She knows. She knows? She freaking knows. I can't believe she knows. How could this happen this way? I should have come clean a long time ago instead of lagging it on. Maybe she would believe that I really do love her if I had done that. Why am I so stupid?
Because you put yourself first.
I honestly didn’t mean to hurt Pie. I called off the bet, but she doesn’t believe me. I can’t blame her though. I shouldn’t have made the stupid bet to begin with.
I got my phone and checked the messages. None that I wanted to read. Right now, I just want to make things right with Sophia. I know she won’t text back to a message from me, but I had to do something before I went crazy; and she sure didn’t want to see me right now. So I sent one to her. “Pie, please please please please please listen to me just for a little bit. You may disown me as you wish right after, but I really need you to listen to me right now.” Who am I trying to kid? I’ve lost everything. Pie has nothing to do with me anymore and it’s all my fault. I plugged in my headphones and listened to Evil Angle by Breaking Benjamin.
Something in my bed moved a little. It took me a little while to realize it was my phone. I opened it to see there was a text message. It was from Sophia. She texted back? She texted back!!!!!!!!! Is it good or bad? I’m afraid to find out. Should I read it?
Just read the freaking text message and quit acting like a girl.

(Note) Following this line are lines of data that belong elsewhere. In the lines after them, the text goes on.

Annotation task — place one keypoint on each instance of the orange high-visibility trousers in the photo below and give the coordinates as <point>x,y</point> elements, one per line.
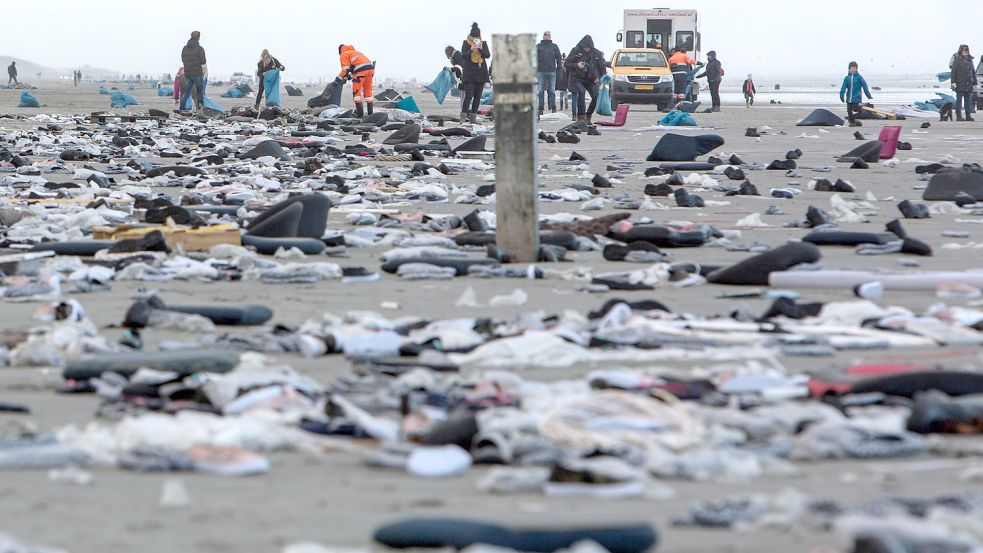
<point>362,86</point>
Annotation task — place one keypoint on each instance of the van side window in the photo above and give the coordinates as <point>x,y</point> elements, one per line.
<point>684,39</point>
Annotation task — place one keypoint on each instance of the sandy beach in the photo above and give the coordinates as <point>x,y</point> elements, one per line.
<point>335,500</point>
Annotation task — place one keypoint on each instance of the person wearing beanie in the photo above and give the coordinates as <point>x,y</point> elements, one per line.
<point>749,91</point>
<point>964,82</point>
<point>457,68</point>
<point>585,65</point>
<point>475,74</point>
<point>854,86</point>
<point>714,73</point>
<point>195,71</point>
<point>361,70</point>
<point>548,61</point>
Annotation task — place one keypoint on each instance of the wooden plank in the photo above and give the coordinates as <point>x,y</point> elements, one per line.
<point>178,238</point>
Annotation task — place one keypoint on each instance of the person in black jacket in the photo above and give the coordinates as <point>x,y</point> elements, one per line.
<point>475,72</point>
<point>195,70</point>
<point>548,60</point>
<point>266,63</point>
<point>457,67</point>
<point>964,82</point>
<point>585,65</point>
<point>714,74</point>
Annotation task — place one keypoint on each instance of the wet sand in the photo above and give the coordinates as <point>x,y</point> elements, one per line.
<point>336,501</point>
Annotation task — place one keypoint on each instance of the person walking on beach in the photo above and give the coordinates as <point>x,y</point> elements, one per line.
<point>476,73</point>
<point>548,60</point>
<point>714,73</point>
<point>195,71</point>
<point>457,68</point>
<point>680,63</point>
<point>585,65</point>
<point>749,91</point>
<point>852,91</point>
<point>360,69</point>
<point>266,63</point>
<point>964,81</point>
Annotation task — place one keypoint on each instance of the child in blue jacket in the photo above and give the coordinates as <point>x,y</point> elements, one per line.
<point>850,93</point>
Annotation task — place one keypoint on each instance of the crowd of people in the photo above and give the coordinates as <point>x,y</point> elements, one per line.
<point>575,76</point>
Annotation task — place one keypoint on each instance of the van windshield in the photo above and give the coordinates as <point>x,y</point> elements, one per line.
<point>640,59</point>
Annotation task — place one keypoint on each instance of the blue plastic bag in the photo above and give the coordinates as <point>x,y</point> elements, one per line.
<point>676,118</point>
<point>408,104</point>
<point>604,97</point>
<point>121,100</point>
<point>28,101</point>
<point>442,85</point>
<point>271,87</point>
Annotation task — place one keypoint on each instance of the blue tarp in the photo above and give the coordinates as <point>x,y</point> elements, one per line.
<point>211,104</point>
<point>408,104</point>
<point>676,118</point>
<point>604,97</point>
<point>442,85</point>
<point>271,87</point>
<point>28,101</point>
<point>121,100</point>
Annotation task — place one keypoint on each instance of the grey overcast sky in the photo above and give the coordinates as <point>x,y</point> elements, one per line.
<point>406,37</point>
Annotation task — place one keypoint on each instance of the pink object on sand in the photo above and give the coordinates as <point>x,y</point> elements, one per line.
<point>620,117</point>
<point>889,138</point>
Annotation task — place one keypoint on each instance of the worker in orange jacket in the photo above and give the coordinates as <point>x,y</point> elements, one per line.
<point>680,63</point>
<point>357,67</point>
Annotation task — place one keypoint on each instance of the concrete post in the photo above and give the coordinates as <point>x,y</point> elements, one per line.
<point>517,220</point>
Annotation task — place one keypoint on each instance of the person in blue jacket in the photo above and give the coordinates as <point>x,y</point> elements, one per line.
<point>854,86</point>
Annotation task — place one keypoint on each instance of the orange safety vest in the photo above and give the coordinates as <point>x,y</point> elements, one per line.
<point>353,61</point>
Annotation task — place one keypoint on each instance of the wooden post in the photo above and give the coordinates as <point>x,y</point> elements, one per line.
<point>517,220</point>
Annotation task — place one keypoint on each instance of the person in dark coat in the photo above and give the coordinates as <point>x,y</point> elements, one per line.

Well then. Fine. I’ll read it. While I’m giving myself advice, why don’t I tell myself how to get this voice to go away and quit arguing with me?
I don’t know what to believe anymore. He made a bet about me, he was determined to keep it a secret from me, and continued to lie to me through this whole time we’ve been spending with each other. Now that I’ve brought it to his attention that I actually know about it, he’s completely speechless, yet still lying to me. I told him my plan as well, because it was only fair. Even though he hasn’t been too fair to me. I told him how my plan was to make him fall in love with me. Whether it truly worked or not, I don’t know; but I have to admit it. When I told him that I hated him, I’m not sure that was even true. When I told him I didn’t love him, I didn’t even believe myself. I’m always questioning myself and everything I go against. Do I love him, or do I not?
That snapped me out of my reverie fast. That, and I received a text message. But I definitely don’t want to think about that. Not now. I went to check my message and read that it was from Drake. Speak of the Devil and he shall appear, huh? “Pie, please please please please please listen to me just for a little bit. You may disown me as you wish right after, but I really need you to listen to me right now.” Should I send something back? Maybe it’ll help me calm down if I do talk to him about things. Should I? I shall. “Come over and we’ll talk about it here. It’s nothing to text about.” “Okay, I’ll be over in a few minutes.” Well, that one was sent pretty fast.
Yes!!!!!!!!!!!!!!!!! Not only will she let me talk about it, but in person as well!!!!!! Maybe I can straighten things out with Pie. It’s easier to get your thoughts across to people when you’re actually right there for them to hear you out. All I can do right now, though, is go to Pie and hope she understands me this time. Off I go.
“Explain.” she said, sipping the smoothie through a straw. I took her out and bought her some food. “Well, Andre and I had seen you around the school a few days before I began talking to you. We noticed that you were always off to yourself. He said that he bet I couldn’t get you to be my girlfriend, because it used to be so easy for me to do. I took his challenge. I started talking to you, and was shocked when I found out you were staying at Andre’s. Once you began confiding in me about everything you were going through, I began contemplating whether or not this bet was even worth it. Of course, I was stubborn for a week or two longer, for I was scared of the feelings that I began to actually feel for you. But after all that, I told Andre I couldn’t do it anymore. That the bet was off. But instead of automatically ignoring you like Andre probably thought I would do, I continued talking to you, because I actually enjoyed any time we had together. You aren’t like the rest of the girls, Pie. I’ve been taking you out places, buying you things, and made your birthday special through this whole thing. And yesterday, when you didn’t believe me, it felt like I lost everything. I wanted you to believe me so badly, even though you don’t have any reason to anymore; and I’m really sorry, Sophia. I really am. You have to believe me.”